Jumat, 08 Agustus 2014

Mencoba Sudah



Ku awali tulisan ini dari ‘Kita’. ‘Kita’ yang di dalamnya ada aku, ada kamu. Tidak ada ‘dan’ di dalamnya. Karena ‘Kita’ tidak satu rangkaian. Hanya dua yang terpisah.
Kita pernah asing. Lalu menjadi tahu. Kita juga pernah hanya sekedar menyapa. Lalu kita mulai saling bercerita.

Kita pernah sering bertukar cerita. Kita pernah melewati banyak obrolan panjang hingga larut. Pernah ada rangkaian waktu panjang yang kita lewati dengan rajin bertukar kabar.

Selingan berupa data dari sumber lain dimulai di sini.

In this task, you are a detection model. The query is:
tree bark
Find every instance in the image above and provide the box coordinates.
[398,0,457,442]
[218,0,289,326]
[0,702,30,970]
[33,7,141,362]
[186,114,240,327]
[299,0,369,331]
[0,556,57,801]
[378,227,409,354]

Tidak berlebihan. Hanya kabar dan cerita yang sekedarnya. Tapi dari itu kita mulai mengenal lebih, tidak dalam tentunya.
Ada waktu dimana aku menunggu obrolan kita. Menunggu cerita dan kabarmu. Aku tidak pernah tahu apakah demikian juga denganmu. Tak terasa sudah cukup lama hal ini kita lalui. Meski tidak selama aku mengenal orangtuaku.
Ada ‘tapi’ besar yang menimbulkan senyum, ‘kita tidak cukup dekat’. Tidak seperti yang mereka terka. Juga tak sedekat yang sepertinya. Cenderung kedekatan biasa, seperti seseorang yang kau kenal di kelas dan kalian hanya berdiskusi seputar pelajaran di kelas.  
Aku bersyukur akan batas yang masih kita miliki. Itu menjadi penenang rasa yang menahan untuk tidak dalam. Bukan bermaksud tidak serius. Hanya membatasi diri sebelum menjadi kecewa.
Kamu pernah menyita sebagian perhatianku. Kamu pernah menjadi yang sering ku tunggu. Yang terbaik adalah, kamu sering menjadi inspirasi dan motivasiku. Terima kasih untuk itu.
Tapi itu terlalu banyak untuk saat ini. Untuk saat dimana semua rencana kehidupan baruku dimulai. Saat aku baru belajar menjadi manusia yang bertanggung jawab. Juga saat aku baru menemukan sedikit diriku.
Aku ingin berhenti sejenak. Tepatnya mencoba berhenti memberikan rasa yang berharga. Bukan ku tak rela rasa ini untukmu. Sungguh ku ingin memberikannya. Tapi belum saatnya. Aku hanya tak ingin rasa ini terlalu lama menimbulkan dosa.
Teman dekatku pernah bertanya, kenapa aku ingin menghentikan rasa ini. Penjelasanku cukup panjang kala itu. Penjelasan untuk jawaban yang ia butuhkan, dan juga alasan kuatku.
Aku sempat terlena oleh gejolak yang tercipta. Merasa gila dari biasa. Mabuk oleh pesona. Semua itu cukup. Tak perlu lagi. Karena ini bukan lagi masaku untuk bermain dalam gejolak rasa. Ada hal lebih penting dibalik rasa yang menjadi candu. Aku tak boleh membiarkannya tak berubah. Sama seperti kala ku masih awal remaja.
Sebenarnya rasa ini tak segila kedengarannya. Aku masih bisa menahan diri walau tak sepenuhnya.Tapi bayangan masa depan membuat rasa ini sedikit berbeda. Ya, rasa ini masih berisi gejolak. Memiliki bukan lagi prioritas. Saling menyanjung bukan juga menjadi topeng kebaikan. Logika ketulusan mulai berperan. Berbagai impian besar sempat tergambar, bukan denganmu. Tapi masa depanku.
Aku ingin berhenti merasakannya. Menjadikannya lebih tertahan, hingga menjadi rasa yang lebih pantas.